ABELE    (entrando)    Chi dice che io non posso essere io? Sentiamo.

   LUCIETTA     Cielo! La stessa fisonomia    (Guardando lui ed il ritratto).

   ABELE    (Audaces fortuna juvat.) (Gridando)    Uomo, chi siete voi? E con qual dritto violate il mio domicilio? Siete voi commissario, giudice di pace, spazzacamino o usciere?

   PROSPERO    Signore, io veniva…

   ABELE    Ad insultare nostra moglie, perché madama è nostra moglie, non è vero cara metà?

   LUCIETTA    (Non so che dire, io credo sognare.)

   ABELE    (Ella è pietrificata)    Dunque…

   PROSPERO    Signore, io non ho mai avuto intenzione di…

   BIAGIO          Eh! eh, veh come cambia tuono…
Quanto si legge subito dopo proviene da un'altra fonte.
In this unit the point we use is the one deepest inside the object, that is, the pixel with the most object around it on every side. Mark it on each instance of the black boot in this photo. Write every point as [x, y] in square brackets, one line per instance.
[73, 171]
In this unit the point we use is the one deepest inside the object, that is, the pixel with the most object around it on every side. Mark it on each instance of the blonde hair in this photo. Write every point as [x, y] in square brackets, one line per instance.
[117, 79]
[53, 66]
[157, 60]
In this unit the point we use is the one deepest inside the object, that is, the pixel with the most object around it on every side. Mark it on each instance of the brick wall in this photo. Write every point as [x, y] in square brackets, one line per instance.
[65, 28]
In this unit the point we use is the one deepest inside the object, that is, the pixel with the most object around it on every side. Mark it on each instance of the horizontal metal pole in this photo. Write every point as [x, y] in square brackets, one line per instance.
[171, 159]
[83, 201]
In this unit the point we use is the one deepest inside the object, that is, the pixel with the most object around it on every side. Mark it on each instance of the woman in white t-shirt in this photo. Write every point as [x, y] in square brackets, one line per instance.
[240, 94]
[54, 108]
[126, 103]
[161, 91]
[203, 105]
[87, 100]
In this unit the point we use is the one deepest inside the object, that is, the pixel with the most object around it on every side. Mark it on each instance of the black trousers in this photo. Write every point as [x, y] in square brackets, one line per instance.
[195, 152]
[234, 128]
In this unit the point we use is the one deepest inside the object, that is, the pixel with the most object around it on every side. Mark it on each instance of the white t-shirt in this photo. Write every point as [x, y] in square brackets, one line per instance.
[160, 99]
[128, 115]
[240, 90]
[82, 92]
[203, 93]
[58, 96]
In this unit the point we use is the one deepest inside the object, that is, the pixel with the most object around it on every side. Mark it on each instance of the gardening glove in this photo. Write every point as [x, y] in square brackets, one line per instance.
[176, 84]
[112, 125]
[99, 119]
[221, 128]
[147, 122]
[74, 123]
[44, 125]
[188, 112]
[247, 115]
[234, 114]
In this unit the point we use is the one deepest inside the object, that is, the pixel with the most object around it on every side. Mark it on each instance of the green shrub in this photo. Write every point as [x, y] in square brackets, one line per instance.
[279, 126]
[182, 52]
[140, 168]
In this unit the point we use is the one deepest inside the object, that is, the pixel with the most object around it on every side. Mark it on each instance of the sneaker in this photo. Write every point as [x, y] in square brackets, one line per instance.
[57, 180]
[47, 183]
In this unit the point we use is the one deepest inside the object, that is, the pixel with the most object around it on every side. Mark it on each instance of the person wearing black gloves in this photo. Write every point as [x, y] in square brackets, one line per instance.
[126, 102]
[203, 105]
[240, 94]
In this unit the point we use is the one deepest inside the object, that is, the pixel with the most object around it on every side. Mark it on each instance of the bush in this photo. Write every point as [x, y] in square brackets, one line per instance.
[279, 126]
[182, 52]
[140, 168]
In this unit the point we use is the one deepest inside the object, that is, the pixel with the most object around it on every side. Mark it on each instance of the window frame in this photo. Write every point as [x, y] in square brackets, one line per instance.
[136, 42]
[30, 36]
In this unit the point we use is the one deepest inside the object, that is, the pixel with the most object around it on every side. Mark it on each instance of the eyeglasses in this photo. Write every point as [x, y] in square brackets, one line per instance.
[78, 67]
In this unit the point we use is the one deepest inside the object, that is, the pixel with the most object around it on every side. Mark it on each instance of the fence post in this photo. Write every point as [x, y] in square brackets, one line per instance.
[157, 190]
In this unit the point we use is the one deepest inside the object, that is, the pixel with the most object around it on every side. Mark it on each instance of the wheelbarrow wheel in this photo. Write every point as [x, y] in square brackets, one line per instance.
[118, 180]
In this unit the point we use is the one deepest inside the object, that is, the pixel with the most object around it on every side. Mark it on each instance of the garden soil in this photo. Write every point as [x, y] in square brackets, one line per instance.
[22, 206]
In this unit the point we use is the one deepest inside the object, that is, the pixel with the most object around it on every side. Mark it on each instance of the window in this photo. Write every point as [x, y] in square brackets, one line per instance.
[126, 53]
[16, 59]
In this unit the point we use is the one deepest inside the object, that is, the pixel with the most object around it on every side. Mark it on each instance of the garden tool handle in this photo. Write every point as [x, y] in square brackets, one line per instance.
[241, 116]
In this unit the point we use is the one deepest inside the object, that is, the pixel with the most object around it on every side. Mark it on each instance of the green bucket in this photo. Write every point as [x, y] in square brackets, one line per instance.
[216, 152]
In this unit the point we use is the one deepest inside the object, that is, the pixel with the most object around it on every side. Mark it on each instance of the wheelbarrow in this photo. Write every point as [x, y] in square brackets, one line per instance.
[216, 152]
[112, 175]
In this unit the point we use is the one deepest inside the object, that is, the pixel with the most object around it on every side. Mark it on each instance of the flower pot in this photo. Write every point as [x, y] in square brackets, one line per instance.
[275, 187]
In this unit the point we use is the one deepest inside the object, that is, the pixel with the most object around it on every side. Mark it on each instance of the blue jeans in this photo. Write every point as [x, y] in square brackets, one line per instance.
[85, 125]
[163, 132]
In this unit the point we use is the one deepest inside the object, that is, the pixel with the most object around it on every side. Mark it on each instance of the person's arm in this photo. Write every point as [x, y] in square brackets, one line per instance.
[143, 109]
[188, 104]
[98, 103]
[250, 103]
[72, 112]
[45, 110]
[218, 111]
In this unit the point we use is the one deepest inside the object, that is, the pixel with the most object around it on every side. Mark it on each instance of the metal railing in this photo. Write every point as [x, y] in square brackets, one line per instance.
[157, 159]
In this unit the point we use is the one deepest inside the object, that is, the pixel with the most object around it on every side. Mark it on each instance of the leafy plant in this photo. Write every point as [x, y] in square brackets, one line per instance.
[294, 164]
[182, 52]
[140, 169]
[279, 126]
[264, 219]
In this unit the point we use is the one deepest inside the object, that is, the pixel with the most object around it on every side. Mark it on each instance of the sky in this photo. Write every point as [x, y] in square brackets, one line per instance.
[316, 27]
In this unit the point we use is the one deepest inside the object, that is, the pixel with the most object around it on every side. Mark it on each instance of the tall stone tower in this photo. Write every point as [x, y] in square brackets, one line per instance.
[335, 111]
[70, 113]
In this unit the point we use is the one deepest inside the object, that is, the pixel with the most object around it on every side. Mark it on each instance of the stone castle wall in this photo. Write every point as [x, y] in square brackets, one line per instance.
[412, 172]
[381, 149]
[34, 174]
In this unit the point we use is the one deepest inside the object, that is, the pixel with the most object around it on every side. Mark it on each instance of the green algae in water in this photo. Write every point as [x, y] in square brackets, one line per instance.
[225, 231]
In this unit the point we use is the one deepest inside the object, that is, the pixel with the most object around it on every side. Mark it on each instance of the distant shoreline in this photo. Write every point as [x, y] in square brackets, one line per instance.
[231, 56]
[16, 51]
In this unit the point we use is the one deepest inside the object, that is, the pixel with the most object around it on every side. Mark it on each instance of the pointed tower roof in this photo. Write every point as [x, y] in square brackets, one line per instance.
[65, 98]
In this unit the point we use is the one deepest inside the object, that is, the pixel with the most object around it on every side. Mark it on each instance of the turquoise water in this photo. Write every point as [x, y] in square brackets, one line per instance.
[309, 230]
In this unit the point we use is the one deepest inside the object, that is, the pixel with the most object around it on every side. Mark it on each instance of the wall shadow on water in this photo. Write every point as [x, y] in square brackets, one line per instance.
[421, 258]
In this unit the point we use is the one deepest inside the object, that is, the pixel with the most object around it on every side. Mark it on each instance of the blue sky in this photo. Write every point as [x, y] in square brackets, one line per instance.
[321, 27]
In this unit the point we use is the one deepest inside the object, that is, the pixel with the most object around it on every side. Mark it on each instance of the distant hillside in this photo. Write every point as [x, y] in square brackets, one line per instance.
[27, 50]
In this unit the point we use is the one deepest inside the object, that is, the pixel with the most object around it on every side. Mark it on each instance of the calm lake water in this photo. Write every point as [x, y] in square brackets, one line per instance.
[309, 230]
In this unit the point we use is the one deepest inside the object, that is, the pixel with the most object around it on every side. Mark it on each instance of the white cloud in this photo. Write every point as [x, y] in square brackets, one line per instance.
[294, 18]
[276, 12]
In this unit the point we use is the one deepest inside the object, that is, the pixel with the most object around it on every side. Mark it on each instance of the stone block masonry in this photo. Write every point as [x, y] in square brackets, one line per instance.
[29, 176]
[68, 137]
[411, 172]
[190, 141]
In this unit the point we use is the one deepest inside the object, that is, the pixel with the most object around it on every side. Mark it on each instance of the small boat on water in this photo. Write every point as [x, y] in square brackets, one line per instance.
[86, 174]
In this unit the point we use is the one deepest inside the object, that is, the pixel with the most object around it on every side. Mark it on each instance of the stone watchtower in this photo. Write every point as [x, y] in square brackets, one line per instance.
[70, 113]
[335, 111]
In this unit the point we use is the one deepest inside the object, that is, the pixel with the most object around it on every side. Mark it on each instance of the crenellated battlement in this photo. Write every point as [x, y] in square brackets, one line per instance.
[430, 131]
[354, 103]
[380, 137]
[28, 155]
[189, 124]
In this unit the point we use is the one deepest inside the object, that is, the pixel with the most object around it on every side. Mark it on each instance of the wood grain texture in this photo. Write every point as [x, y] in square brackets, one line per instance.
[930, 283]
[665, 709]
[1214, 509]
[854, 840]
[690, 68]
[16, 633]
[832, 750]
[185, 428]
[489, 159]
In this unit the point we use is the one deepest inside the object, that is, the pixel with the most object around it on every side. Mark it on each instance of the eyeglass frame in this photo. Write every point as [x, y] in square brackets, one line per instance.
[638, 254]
   ABELE    Cara moglie, accetti tu le scuse di questo vecchio? Parla, ho qui le mie armi. Biagio andrà a prendermi una vettura, ed in un’ora ti porterò una delle sue orecchie, e se n’hai bisogno, te le porterò tutte due. Che dici, le vuoi?

   PROSPERO    Signore…

   LUCIETTA    (Non posso soffrire più a lungo.)

   PROSPERO    Signore, vi fo le mie scuse. Io sono l’usciere del Commercio e mi chiamo Prospero Stringitore. Credeva trovare qui da stringere un particolare che io sto perseguitando da molti giorni, e di cui non conosco altro che il suo cappello a larghe falde    (Abele nasconde il suo cappello).

    LUCIETTA    (che ha osservato il movimento d’Abele) (Non vi è più dubio, è questi il debitore: io non lo tradirò certo).

   PROSPERO    Avrò facilmente sbagliato l’appartamento, sarà forse il piano di sopra.

   ABELE    Accettiamo le vostre scuse, e vi perdoniamo. Ma uscite, fuggite dalla mia presenza, e fate pel vostro bene di non imbattervi più meco, che non vi rivegga mai mai più. Questo è il voto più ardente che io formo.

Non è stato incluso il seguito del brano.